Experienced players like to see themselves as role models for new entrants and say newcomers can learn a lot from their collective experiences, both good and bad. Noting the power of hindsight, Reiser of Strategic Funding strongly advises newcomers to look at what made others in the business successful and internalize these best practices.
One of the dangers he sees is with new companies who think their technology is the key to long-term survival. “Technology alone won’t do it because that too will become a commodity in time,” he says.
Over the years Strategic Funding has learned that as important as technology is, the human touch is also a crucial element in the underwriting process. For example, the last but critical step of the underwriting process at Strategic Funding is a recorded funding call. All of the data may point to the idea that a particular would-be borrower should be financed. But on the call, Strategic Funding’s underwriting team may get a bad vibe and therefore decide not to go forward.
“We look at the data as a tool to help us make decisions. But it’s not the absolute answer,” Reiser says. “We are a combination of human insight and technology. I think in business you need human insight.”
Seasoned alternative funding companies also say that newbies need to implement strong underwritingcontrols that will enable them to weather both up and down markets.
The vast majority of newcomers have never experienced a downturn like the 2008 Financial Crisis, which is where seasoned alternative financing companies say they have a leg up. Until you’ve lived through down cycles, you’re not as focused as protecting against the next one, notes Sheinbaum of Bizfi. “Every 10 years or 15 years or so, there seems to be a systemic crisis. It passes. You just have to be ready for it,” he says.
Goldin of Capify believes that many of today’s start-ups don’t understand underwriting and are throwing money at every business that comes their way instead of taking a more cautious approach. As a funder that has lived through a down market cycle, he’s more circumspect about long-term risk.
One of the biggest problems he sees is funders who write paper that goes two or three years out. His company is only willing to go out a maximum of 15 months for its loan product, which he believes is s a more prudent approach. He questions what will happen when the economy turns south—as it eventually will—and funders are stuck with long dated receivables. “You’re done. You’re dead. You can’t save those boats. They are too far out to sea,” Goldin says.
Having a solid capital base is also a key to long-term success, according to veteran funders. Many of the upstarts don’t have an established track record and need to raise equity capital just to stay afloat—an obstacle many long-time funders have already overcome.

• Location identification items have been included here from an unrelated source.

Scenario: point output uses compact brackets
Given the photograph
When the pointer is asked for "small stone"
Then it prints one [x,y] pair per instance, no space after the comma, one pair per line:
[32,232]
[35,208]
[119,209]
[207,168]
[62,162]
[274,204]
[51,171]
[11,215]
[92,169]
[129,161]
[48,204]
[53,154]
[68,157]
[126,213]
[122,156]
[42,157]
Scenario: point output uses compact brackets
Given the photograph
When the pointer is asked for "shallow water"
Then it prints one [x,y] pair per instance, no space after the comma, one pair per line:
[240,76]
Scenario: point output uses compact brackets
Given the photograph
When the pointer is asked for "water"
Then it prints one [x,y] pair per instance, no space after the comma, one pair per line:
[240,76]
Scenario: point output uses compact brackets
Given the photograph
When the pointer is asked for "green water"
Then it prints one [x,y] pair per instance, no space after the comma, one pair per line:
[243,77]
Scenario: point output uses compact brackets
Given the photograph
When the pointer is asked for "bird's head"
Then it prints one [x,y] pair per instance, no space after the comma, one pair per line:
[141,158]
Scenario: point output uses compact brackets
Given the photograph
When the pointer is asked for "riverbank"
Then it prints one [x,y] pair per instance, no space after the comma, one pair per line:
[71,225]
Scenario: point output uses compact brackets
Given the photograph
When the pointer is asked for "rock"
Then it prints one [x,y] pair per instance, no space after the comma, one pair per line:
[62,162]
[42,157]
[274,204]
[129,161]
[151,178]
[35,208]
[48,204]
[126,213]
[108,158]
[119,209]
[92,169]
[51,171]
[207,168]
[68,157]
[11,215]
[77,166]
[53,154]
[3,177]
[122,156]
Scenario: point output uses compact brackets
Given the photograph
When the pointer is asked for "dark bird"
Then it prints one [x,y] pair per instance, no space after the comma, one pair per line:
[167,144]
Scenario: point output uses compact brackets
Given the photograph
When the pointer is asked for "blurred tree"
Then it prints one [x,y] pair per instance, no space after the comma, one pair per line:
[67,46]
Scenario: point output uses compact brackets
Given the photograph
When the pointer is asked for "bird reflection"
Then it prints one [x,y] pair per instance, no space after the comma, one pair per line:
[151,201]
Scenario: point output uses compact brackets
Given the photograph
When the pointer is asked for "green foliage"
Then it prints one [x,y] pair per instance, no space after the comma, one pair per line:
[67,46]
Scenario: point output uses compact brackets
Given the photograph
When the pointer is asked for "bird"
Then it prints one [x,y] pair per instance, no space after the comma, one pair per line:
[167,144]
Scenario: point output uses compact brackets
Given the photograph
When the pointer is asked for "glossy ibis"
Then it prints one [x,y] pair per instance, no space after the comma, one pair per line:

Goldin of Capify believes that over time consolidation will swallow up many of the newbies who don’t have a good handle on their business. Hethinks these companies will eventually be shuttered by margin compression and defaults. “It can’t last like this forever,” he says.
In the meantime, competition for small business customers continues to be fierce, which in turn helps keep seasoned players focused on being at the top of their game. Getting too comfortable or complacent isn’t the answer, notes DeMeo of CAN Capital. Instead, established funders should seek to better understand the competition and hopefully surpass it. “Competition should make you stronger if you react to it properly,” he says.